Our members have successfully defended abortion rights on ballot measures in Kansas, Kentucky, and Montana, in all cases along with other progressive constituencies of the Democratic Party. Also, in all cases these ballot measures outperformed the Democratic Party candidates running on the ballot, proving again that our program is popular. If we commit our organization to realignment, we will better position ourselves to move our program forward, particulary when the moment arises to contest the party’s program during an open presidential election cycle (it would be a mistake for DSA or the Left in general to consider primarying President Biden. With the threat of the authoritarian right, and the likelihood that a left-wing candidate would not win the nomination, the stakes are currently too high). We should follow Bernie’s example and contest for power in the party. As more democratic socialists are elected across the country, we have to consider if and when they should seek higher office. Whether it’s AOC, Rashida Talib, or Richie Floyd that eventually decide to seek higher office, an intentional realignment strategy will be necessary to support them.
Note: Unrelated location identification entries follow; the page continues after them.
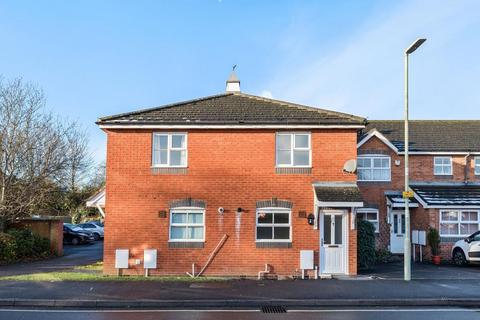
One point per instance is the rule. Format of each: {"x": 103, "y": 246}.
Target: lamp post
{"x": 407, "y": 254}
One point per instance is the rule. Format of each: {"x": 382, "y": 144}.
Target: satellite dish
{"x": 350, "y": 166}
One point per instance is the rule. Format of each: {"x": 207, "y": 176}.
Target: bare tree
{"x": 37, "y": 150}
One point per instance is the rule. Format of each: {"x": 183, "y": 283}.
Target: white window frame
{"x": 293, "y": 148}
{"x": 443, "y": 166}
{"x": 371, "y": 168}
{"x": 375, "y": 222}
{"x": 458, "y": 222}
{"x": 476, "y": 166}
{"x": 274, "y": 210}
{"x": 186, "y": 210}
{"x": 169, "y": 149}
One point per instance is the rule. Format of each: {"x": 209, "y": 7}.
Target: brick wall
{"x": 421, "y": 169}
{"x": 228, "y": 169}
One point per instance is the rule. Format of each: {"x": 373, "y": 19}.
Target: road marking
{"x": 242, "y": 310}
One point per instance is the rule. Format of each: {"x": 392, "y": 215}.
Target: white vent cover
{"x": 150, "y": 258}
{"x": 306, "y": 259}
{"x": 121, "y": 259}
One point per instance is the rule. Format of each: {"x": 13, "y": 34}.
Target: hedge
{"x": 22, "y": 245}
{"x": 365, "y": 244}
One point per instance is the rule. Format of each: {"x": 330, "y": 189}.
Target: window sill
{"x": 374, "y": 181}
{"x": 293, "y": 170}
{"x": 186, "y": 244}
{"x": 277, "y": 245}
{"x": 169, "y": 170}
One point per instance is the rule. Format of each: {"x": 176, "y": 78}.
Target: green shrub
{"x": 7, "y": 248}
{"x": 382, "y": 256}
{"x": 433, "y": 238}
{"x": 22, "y": 245}
{"x": 365, "y": 244}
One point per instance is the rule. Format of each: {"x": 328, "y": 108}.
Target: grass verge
{"x": 79, "y": 276}
{"x": 93, "y": 272}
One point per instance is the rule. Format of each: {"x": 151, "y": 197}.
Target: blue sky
{"x": 95, "y": 58}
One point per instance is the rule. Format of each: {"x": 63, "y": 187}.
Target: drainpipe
{"x": 101, "y": 210}
{"x": 466, "y": 168}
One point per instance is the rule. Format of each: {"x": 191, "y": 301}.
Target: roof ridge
{"x": 175, "y": 104}
{"x": 427, "y": 120}
{"x": 300, "y": 106}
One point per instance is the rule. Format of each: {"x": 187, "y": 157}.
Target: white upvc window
{"x": 442, "y": 166}
{"x": 187, "y": 225}
{"x": 373, "y": 168}
{"x": 273, "y": 225}
{"x": 371, "y": 215}
{"x": 169, "y": 149}
{"x": 293, "y": 150}
{"x": 459, "y": 223}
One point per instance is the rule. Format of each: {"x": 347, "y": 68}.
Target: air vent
{"x": 274, "y": 309}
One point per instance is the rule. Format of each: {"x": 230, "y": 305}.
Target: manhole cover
{"x": 274, "y": 309}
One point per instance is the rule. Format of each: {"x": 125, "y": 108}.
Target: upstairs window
{"x": 293, "y": 150}
{"x": 442, "y": 166}
{"x": 273, "y": 225}
{"x": 459, "y": 222}
{"x": 373, "y": 168}
{"x": 169, "y": 150}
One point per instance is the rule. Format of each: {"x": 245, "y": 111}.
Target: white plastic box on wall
{"x": 150, "y": 258}
{"x": 121, "y": 258}
{"x": 306, "y": 259}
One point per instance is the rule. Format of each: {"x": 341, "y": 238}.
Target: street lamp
{"x": 407, "y": 194}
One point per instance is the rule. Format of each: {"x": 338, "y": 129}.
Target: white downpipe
{"x": 101, "y": 210}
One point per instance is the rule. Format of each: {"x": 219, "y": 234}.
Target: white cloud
{"x": 266, "y": 94}
{"x": 365, "y": 76}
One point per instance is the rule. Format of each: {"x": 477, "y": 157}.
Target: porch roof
{"x": 395, "y": 199}
{"x": 447, "y": 195}
{"x": 337, "y": 194}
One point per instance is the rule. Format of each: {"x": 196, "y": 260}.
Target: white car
{"x": 94, "y": 229}
{"x": 467, "y": 250}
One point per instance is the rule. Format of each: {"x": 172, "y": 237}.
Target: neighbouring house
{"x": 444, "y": 175}
{"x": 234, "y": 184}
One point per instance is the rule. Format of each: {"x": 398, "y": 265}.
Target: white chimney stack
{"x": 233, "y": 84}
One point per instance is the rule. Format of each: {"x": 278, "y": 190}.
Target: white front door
{"x": 397, "y": 231}
{"x": 333, "y": 242}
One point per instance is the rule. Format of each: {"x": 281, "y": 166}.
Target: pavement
{"x": 430, "y": 286}
{"x": 325, "y": 314}
{"x": 73, "y": 256}
{"x": 424, "y": 271}
{"x": 363, "y": 291}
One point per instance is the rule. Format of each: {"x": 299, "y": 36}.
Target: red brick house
{"x": 232, "y": 182}
{"x": 444, "y": 175}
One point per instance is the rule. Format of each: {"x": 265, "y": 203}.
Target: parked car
{"x": 75, "y": 236}
{"x": 93, "y": 228}
{"x": 467, "y": 250}
{"x": 98, "y": 223}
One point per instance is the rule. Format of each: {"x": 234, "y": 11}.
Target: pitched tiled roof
{"x": 233, "y": 109}
{"x": 430, "y": 135}
{"x": 449, "y": 195}
{"x": 338, "y": 192}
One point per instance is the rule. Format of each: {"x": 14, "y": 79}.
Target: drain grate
{"x": 274, "y": 309}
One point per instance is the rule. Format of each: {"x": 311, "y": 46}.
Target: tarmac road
{"x": 326, "y": 314}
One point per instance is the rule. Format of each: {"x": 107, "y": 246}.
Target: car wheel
{"x": 459, "y": 258}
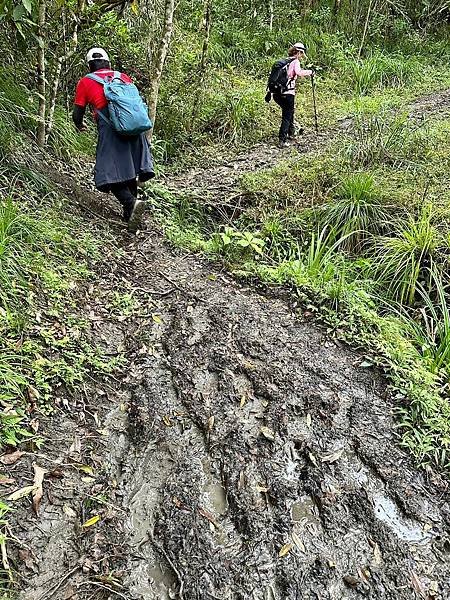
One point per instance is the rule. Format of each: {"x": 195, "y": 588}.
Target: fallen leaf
{"x": 5, "y": 480}
{"x": 208, "y": 516}
{"x": 13, "y": 457}
{"x": 26, "y": 491}
{"x": 26, "y": 557}
{"x": 68, "y": 510}
{"x": 364, "y": 574}
{"x": 268, "y": 433}
{"x": 377, "y": 557}
{"x": 365, "y": 364}
{"x": 34, "y": 425}
{"x": 91, "y": 521}
{"x": 418, "y": 585}
{"x": 285, "y": 550}
{"x": 298, "y": 542}
{"x": 313, "y": 459}
{"x": 75, "y": 448}
{"x": 86, "y": 469}
{"x": 39, "y": 473}
{"x": 350, "y": 580}
{"x": 331, "y": 458}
Today we are not dealing with Dixiecrats, but the capitalist class buying elections. These are the forces we must work to push out of the Democratic Party.
Across the country, DSA members have answered Bernie’s call to transform the Democratic Party, but this is largely being done in an unorganized manner. This is unacceptable for an organization of organizers. We need to be where there are millions. And for better or worse, today that is the Democratic Party. These struggles occur with us or without us. This will not be an easy task, as it will require patience and discipline. Almost certainly more patience than we gave ourselves as an organization before abandoning realignment prior to our recent growth.
The focus has to be on the big story to make any transformational change possible. The realignment strategy offers a clear grounding to tell that story and avenues for a variety of tactics for every committee, working group, and member to plug into. It fills many voids left by the current debates by making clear our strategic orientation for at least the next decade. Realignment gives DSA a clear orientation from which to expand our power, defend democracy, and build towards a viable governing majority.